As autoridades brasileiras esperavam que Obama finalmente aceitaria apoiar a candidatura do Brasil à cadeira permanente no Conselho de Segurança da ONU e anunciaria estar pronto para revogar as medidas discriminatórias em relação, pelo menos, ao etanol brasileiro. O chefe da Casa Branca, entretanto, preferiu não assumir compromissos firmes tanto no apoio político ao pleito brasileiro à cadeira permanente no Conselho de Segurança da ONU quanto em assuntos comerciais, o que, certamente, não deixou de desapontar a presidente do Brasil, Dilma Roussef, e a sua equipe.
Vale notar que durante a primeira visita oficial do presidente russo, Dmitri Medvedev, ao Brasil, em novembro de 2008, o então Presidente Luiz Inácio Lula da Silva agradeceu ao seu colega russo o apoio à candidatura brasileira no seu pleito à cadeira permanente num Conselho de Segurança da ONU reformado, “entendendo que será tomada uma decisão coletiva de ampliar o Conselho de Segurança, tanto em suas cadeiras permanentes, como rotativas”.
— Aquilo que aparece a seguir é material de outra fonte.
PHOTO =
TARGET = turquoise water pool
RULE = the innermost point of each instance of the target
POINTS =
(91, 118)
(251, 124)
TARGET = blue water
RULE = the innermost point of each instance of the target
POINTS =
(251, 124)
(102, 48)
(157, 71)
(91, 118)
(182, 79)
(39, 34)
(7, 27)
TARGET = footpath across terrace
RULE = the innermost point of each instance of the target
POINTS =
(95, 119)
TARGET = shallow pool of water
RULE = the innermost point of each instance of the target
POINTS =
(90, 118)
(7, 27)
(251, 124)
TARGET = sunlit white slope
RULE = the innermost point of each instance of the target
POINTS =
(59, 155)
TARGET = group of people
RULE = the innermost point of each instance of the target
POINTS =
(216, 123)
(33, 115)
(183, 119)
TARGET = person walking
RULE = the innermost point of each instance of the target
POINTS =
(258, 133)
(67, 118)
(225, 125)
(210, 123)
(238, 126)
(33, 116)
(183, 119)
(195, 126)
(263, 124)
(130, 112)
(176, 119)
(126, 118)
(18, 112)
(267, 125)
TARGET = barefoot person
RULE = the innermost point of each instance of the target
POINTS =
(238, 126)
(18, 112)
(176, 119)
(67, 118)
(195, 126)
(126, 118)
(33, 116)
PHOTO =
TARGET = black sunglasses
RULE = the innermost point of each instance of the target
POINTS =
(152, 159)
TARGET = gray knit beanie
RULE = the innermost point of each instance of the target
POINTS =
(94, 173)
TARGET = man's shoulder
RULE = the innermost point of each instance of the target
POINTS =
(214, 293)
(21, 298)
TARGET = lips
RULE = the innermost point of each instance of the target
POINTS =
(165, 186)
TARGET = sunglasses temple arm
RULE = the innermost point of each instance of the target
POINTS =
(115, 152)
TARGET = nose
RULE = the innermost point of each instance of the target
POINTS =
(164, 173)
Voltando à visita de Obama ao Brasil, não podemos deixar de mencionar que ela coincidiu com o início das ações militares da coalizão de países ocidentais e dos próprios EUA na Líbia. Além disso, estando em território brasileiro, país que, em conjunto com a Rússia, China, Índia e Alemanha, se absteve de votar, durante a reunião do Conselho de Segurança da ONU, pela resolução que sancionou as ações militares da coalizão ocidental, o presidente americano falou muito mais sobre a situação na Líbia do que sobre as relações bilaterais Brasil-EUA. Ele elogiou a democracia brasileira, dizendo que o país mostrou ser possível uma ditadura virar uma democracia. Mas os brasileiros ficaram um tanto perplexos. Toda a mídia internacional transmitia o apoio dos EUA às ações militares contra a Líbia, em vez do “sim” à candidatura do Brasil à cadeira permanente no Conselho de Segurança da ONU.
Além disso, não passaram despercebidos alguns episódios, quando o clima esquentou, em função da conduta pouco adequada dos membros do esquema de segurança de Obama, o que causou certa irritação no Brasil. Antes do encontro com empresários, alguns dos ministros brasileiros foram revistados, apesar do protocolo diplomático mundialmente aceito, que não permite a realização desse tipo de procedimento humilhante em relação às autoridades de outro país.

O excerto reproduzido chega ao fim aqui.